Alors que le rapport de SO2020 dénonce une bureaucratie accrue et un manque de flexibilité et de proximité dans les prises de décision depuis que la Loi 10 a créé le Centre intégré de santé et de services sociaux de l’Outaouais, en 2015, le ministre Barrette rétorque que «la réforme, elle est faite pour la souplesse». «Alors moi, j’ai beaucoup de difficulté à accepter ce commentaire-là qui est dans le document d’opinion que vous avez rapporté», a-t-il réagi.

Les doléances rapportées par SO2020 ne sont donc pas prouvées aux yeux du ministre. Mais «s’il y a des correctifs à apporter, on apportera des correctifs», affirme-t-il en précisant qu’il faudra toutefois lui en faire «la démonstration».

Gaétan Barrette concède tout de même «une chose». «La communication entre les gens, comme ça arrive ailleurs, sûrement que ça mérite d’être amélioré, dit-il. [...] Mais de faire le saut entre une communication qui n’est pas toujours optimale et dire que la situation s’est détériorée en termes d’accès et de qualité des soins, je pense qu’il y a un pas qui est franchi un peu trop allègrement par ceux qui ont pondu le texte en question.»

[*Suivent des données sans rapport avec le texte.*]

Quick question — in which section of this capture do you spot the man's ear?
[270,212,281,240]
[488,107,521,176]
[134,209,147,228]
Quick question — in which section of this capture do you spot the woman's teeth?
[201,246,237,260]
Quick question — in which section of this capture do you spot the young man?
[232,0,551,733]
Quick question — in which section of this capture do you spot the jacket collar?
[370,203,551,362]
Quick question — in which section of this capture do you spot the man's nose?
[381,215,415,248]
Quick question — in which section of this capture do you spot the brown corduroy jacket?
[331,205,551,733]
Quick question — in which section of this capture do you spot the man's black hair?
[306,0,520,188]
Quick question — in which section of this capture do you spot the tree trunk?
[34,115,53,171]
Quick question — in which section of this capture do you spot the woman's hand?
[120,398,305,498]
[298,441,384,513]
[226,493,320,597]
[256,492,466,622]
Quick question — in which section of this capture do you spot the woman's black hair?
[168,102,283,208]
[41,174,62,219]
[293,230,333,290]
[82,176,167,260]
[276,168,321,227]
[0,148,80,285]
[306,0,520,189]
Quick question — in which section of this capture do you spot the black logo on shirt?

Certains éléments contenu dans le rapport de SO2020, comme la disparition de la timbreuse pour le courrier qui se trouvait à l’hôpital de Shawville au profit d’une centralisation à Gatineau, font aussi sursauter le ministre. Ce dernier affirme, après avoir parlé au grand patron du CISSSO, que «la démontration [lui] est faite que cette façon de procéder entraîne des économies». «Admettons que la décision a été réfléchie et démontrée comme étant plus économe, c’est quoi le problème? Est-ce que maitnenant, on va dire aux administrations ‘ne gérez plus de façon efficace’ parce qu’il y a quelqu’un en quelque part qui n’est pas content de la décision?»

Contrairement au ministre, la nouvelle préfète de la MRC de Pontiac, Jane Toller, juge que le rapport de SO2020 est «solide». «J’ai demandé à Andrew Gibson [le président de SO2020] ce qu’on pouvait faire à la MRC, surtout en sachant que les élections provinciales s’en viennent.»

Même si le ministre n’accorde pas beaucoup de crédibilité au contenu du rapport, Mme Toller espère qu’il y accordera une grande importance. «Il doit faire quelque chose, lance-t-elle. Le titre du rapport le dit bien, on avait un système qui était exemplaire et qui fonctionnait bien, [...] et je pense que sa réforme a créé un problème qui ne devait pas être créé. [...] Les gens dans le Pontiac en parlent beaucoup, et les changements qu’ils constatent sont négatifs.»